Available Ollama models:
NAME                    SIZE
--------------------------------------------------
gemma3:latest           3.3 GB
qwen2.5-coder:7b        4.7 GB
llama3.2:latest         2.0 GB

Start Server

cosmic ollama start

Python API

Basic Usage

from cosmic import COSMICChunker, COSMICConfig, Document
from cosmic.models.ollama import OllamaManager

# Create Ollama manager
ollama = OllamaManager()

if ollama.is_available():
    # List models
    models = ollama.list_models()
    for model in models:
        print(f"{model.name}: {model.size_gb:.1f} GB")
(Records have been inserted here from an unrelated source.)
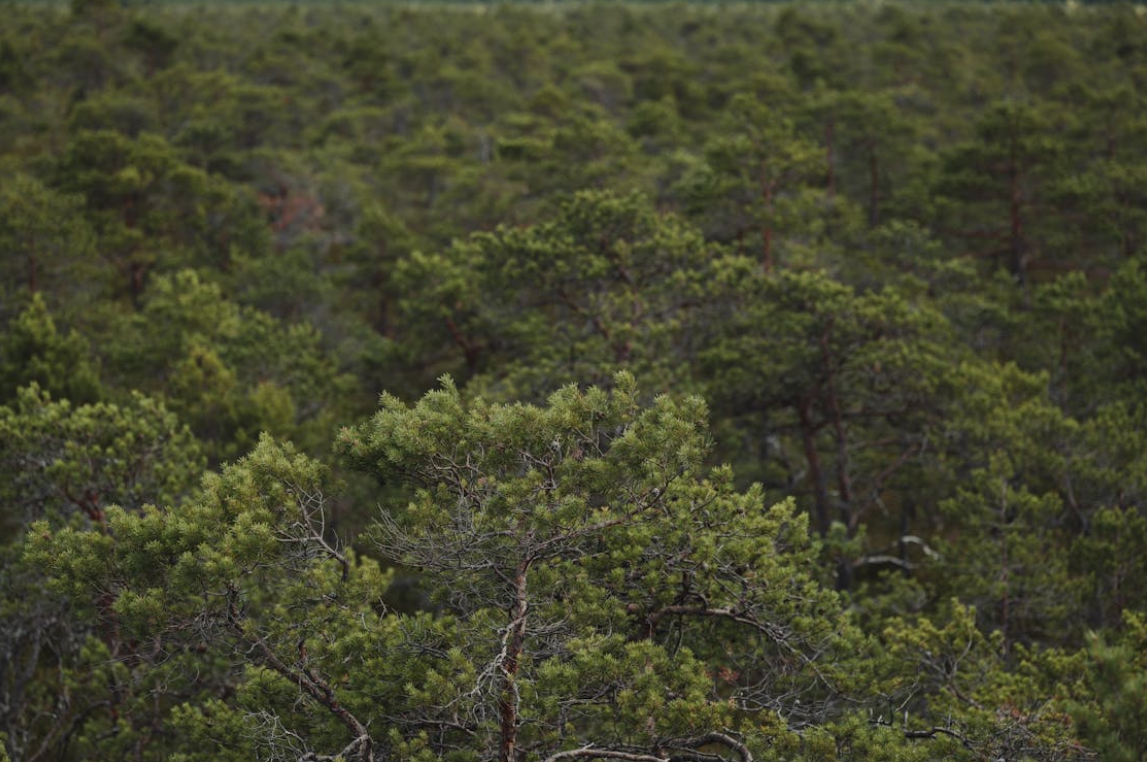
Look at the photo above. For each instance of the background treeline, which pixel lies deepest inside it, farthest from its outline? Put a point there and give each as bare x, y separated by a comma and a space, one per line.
899, 250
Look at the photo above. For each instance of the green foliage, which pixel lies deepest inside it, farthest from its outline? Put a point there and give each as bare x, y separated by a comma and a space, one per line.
33, 351
897, 247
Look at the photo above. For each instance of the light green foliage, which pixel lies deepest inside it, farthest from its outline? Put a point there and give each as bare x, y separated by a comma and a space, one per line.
607, 284
62, 459
64, 464
1113, 714
248, 568
45, 243
231, 372
588, 557
33, 351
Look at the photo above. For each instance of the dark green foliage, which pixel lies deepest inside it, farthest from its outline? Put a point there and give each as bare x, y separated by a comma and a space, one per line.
897, 248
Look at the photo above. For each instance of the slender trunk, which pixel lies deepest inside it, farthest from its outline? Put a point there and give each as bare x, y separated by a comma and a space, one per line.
831, 158
469, 350
515, 640
766, 227
1016, 265
873, 187
819, 482
906, 512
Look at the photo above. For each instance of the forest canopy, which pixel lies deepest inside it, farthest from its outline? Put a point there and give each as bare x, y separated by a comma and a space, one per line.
658, 382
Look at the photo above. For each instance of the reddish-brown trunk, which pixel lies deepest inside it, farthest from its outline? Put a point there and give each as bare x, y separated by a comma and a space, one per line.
819, 483
1016, 265
469, 349
766, 227
508, 701
843, 480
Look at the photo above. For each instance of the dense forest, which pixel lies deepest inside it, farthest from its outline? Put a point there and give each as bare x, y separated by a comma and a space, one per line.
554, 382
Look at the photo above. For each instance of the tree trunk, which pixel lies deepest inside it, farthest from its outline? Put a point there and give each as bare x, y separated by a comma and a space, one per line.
515, 640
819, 483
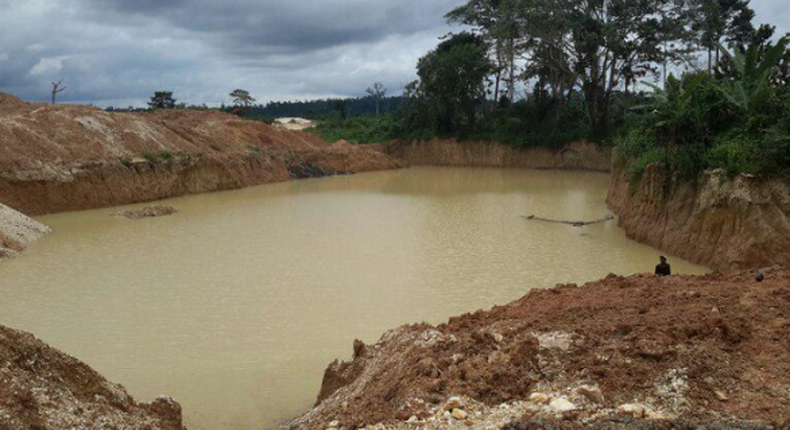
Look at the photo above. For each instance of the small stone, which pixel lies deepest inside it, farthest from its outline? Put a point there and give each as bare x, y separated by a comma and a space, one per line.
459, 414
635, 410
541, 398
561, 405
592, 393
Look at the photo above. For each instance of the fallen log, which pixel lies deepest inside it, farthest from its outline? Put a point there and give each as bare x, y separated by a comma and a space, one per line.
573, 223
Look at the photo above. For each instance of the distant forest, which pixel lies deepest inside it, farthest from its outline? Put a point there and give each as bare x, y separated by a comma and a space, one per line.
322, 109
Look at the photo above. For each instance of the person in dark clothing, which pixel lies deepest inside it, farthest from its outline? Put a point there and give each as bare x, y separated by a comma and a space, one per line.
663, 269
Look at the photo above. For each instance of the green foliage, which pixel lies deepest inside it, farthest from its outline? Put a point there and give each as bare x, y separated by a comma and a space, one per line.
162, 100
749, 88
735, 120
452, 83
368, 129
150, 156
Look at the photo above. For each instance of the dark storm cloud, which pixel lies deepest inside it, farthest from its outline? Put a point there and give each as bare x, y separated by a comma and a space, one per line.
306, 25
117, 52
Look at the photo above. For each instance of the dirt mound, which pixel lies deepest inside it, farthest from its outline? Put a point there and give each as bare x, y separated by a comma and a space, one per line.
439, 152
68, 157
684, 349
42, 388
17, 232
724, 223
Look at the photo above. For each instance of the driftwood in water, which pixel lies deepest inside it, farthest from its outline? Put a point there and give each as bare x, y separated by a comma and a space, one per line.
573, 223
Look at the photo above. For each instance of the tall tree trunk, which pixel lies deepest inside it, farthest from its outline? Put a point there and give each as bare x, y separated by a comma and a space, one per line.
512, 83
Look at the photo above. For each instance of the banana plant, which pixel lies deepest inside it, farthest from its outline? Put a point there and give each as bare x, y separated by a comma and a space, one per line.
680, 110
751, 86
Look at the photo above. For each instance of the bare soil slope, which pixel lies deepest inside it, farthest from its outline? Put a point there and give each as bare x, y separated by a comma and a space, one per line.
43, 388
439, 152
17, 232
723, 223
682, 350
65, 157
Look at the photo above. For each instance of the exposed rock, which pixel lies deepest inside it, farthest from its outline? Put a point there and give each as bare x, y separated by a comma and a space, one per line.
541, 398
728, 224
592, 393
147, 212
721, 395
454, 403
560, 405
43, 388
17, 232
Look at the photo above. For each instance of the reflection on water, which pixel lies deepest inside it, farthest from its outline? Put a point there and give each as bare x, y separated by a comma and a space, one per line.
236, 304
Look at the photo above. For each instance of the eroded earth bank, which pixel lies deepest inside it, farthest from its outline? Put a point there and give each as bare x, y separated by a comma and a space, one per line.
728, 224
677, 351
43, 388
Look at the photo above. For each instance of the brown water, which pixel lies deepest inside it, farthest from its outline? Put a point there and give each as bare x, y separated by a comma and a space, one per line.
236, 304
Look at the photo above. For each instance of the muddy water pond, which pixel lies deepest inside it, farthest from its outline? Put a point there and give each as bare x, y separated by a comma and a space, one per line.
236, 304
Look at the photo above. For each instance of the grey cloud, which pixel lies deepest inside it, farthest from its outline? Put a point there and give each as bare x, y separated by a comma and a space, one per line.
117, 52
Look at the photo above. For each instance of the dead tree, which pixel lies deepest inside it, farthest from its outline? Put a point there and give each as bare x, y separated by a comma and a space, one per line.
56, 88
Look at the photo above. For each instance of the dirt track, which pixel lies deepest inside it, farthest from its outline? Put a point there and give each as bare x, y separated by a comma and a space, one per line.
683, 349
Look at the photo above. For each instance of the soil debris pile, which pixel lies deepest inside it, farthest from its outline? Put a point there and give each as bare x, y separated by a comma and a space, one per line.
67, 157
720, 222
17, 232
625, 351
43, 388
439, 152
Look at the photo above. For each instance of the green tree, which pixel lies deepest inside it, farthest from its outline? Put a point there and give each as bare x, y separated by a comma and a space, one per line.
453, 78
750, 85
242, 98
601, 45
498, 23
378, 91
162, 100
716, 21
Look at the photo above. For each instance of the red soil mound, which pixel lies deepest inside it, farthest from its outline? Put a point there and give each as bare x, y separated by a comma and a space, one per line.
65, 157
679, 348
42, 388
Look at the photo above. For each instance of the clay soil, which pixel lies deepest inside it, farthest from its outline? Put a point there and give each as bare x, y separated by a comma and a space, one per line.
691, 350
43, 388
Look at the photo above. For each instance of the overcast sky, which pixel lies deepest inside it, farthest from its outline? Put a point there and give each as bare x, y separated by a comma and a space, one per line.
117, 52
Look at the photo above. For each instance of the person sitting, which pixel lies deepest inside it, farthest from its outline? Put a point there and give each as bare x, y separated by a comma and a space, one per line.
663, 269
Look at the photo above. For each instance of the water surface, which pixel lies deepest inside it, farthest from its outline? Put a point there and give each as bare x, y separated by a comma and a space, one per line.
235, 305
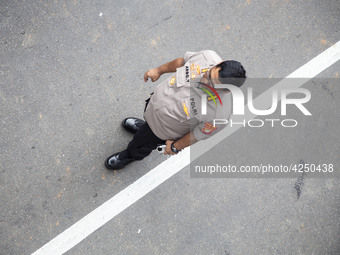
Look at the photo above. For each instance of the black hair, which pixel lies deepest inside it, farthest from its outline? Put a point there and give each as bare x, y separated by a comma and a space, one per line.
231, 69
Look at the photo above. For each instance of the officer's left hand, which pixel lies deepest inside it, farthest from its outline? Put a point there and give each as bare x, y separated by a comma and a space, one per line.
168, 150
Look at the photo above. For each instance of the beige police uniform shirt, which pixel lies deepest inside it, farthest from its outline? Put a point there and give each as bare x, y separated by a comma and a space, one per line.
175, 107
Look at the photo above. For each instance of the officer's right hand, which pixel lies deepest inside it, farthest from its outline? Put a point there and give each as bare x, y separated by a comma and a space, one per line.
153, 74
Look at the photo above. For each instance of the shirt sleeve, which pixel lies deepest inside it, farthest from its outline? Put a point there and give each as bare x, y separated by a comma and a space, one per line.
188, 55
205, 130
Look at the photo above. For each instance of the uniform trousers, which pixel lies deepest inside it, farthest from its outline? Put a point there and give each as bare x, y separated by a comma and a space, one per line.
143, 142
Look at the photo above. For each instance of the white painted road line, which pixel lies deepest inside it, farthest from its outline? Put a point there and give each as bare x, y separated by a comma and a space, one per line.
107, 211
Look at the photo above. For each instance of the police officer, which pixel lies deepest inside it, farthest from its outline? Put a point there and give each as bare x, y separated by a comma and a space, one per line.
174, 114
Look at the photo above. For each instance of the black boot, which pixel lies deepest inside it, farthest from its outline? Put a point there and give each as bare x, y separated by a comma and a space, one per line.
117, 161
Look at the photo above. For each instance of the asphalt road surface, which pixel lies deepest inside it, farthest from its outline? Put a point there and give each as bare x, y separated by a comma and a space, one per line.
71, 71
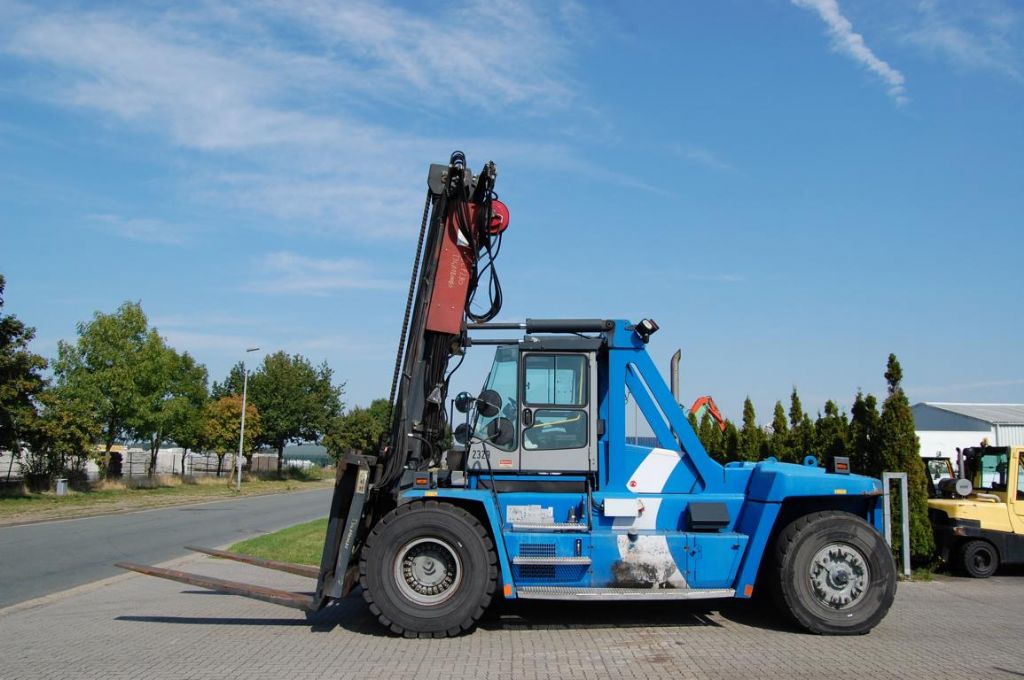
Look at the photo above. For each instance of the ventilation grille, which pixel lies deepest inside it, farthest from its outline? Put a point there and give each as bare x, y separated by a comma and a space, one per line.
537, 550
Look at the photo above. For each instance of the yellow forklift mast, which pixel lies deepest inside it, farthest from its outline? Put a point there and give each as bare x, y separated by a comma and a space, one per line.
978, 519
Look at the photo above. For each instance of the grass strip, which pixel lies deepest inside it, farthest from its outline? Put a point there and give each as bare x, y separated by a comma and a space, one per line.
302, 544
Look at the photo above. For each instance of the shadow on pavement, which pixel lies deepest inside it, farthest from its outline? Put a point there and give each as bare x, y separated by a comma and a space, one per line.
353, 615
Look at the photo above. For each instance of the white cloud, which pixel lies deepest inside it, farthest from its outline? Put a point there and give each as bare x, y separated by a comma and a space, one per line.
287, 272
143, 229
970, 36
700, 156
202, 341
847, 41
297, 128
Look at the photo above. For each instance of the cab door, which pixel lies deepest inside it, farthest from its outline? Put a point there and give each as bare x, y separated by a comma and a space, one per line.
1015, 495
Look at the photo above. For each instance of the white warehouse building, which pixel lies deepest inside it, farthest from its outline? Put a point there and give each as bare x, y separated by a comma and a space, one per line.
943, 427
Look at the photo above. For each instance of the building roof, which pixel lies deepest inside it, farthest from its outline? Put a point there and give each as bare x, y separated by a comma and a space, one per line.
996, 414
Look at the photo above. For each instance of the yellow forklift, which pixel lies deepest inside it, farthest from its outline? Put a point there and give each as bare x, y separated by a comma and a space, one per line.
978, 518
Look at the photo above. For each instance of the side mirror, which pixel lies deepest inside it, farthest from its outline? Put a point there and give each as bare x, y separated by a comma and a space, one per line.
488, 404
501, 431
461, 433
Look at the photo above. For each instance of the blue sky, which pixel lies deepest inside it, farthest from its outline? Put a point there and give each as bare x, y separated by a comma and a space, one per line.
792, 189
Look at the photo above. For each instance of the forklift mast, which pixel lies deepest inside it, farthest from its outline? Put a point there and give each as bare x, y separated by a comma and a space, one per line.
460, 238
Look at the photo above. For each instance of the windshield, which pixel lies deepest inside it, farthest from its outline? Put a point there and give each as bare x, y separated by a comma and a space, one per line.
504, 379
939, 469
989, 468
    # Auto-select best model
    model_name = ollama.auto_select_model()

    # Configure COSMIC
    config = COSMICConfig()
    config.llm.enabled = True
    config.llm.base_url = ollama.api_base_url
    config.llm.model_name = model_name

    # Process document
    chunker = COSMICChunker(config)
    chunks = chunker.chunk_document(doc, strategy="full")

Context Manager

from cosmic.models.ollama import OllamaManager

# Automatic server lifecycle management
with OllamaManager() as ollama:
    config = COSMICConfig()
    config.llm.base_url = ollama.api_base_url
    config.llm.model_name = ollama.auto_select_model()

    chunker = COSMICChunker(config)
    chunks = chunker.chunk_document(doc, strategy="full")
# Server automatically stopped if COSMIC started it

Environment Variables

# Ollama server URL
OLLAMA_HOST=http://localhost:11434

# Default model (or "auto")
COSMIC_OLLAMA_MODEL=auto

# Use Ollama as default provider
COSMIC_LLM_PROVIDER=ollama

Server Management

Automatic Management

When using --ollama, COSMIC:

  1. Checks if Ollama is installed
  2. Checks for available models
  3. Starts server if not running
  4. Uses the model for verification
  5. Stops server if COSMIC started it

Manual Management

# Start server manually
ollama serve

# Stop server
pkill ollama

# Check if running
curl http://localhost:11434/api/tags

Troubleshooting

Ollama Not Found

Error: Ollama is not installed
Install from: https://ollama.com/download

Solution: Install Ollama from the official website.

No Models Available

Error: No Ollama models available
Pull a model with: ollama pull gemma3

Solution:

ollama pull gemma3

Server Won't Start

Error: Failed to start Ollama server

Solutions:

  1. Check if port 11434 is in use
  2. Try starting manually: ollama serve
  3. Check Ollama logs

Model Too Large

If a model is too large for your system:

# Use a smaller model
ollama pull gemma3  # 3.3 GB

# Or a quantized version
ollama pull llama3.2:1b  # Smaller variant

Slow Performance

  • Use smaller models (gemma3, phi3)
  • Ensure GPU is being used
  • Consider using --no-llm for faster processing

Without Ollama

If you don't want to use Ollama:

# Skip LLM verification entirely
cosmic chunk document.txt --strategy full --no-llm

# Or use semantic-only strategy
cosmic chunk document.txt --strategy semantic

LLM verification is optional - COSMIC works well without it for most documents.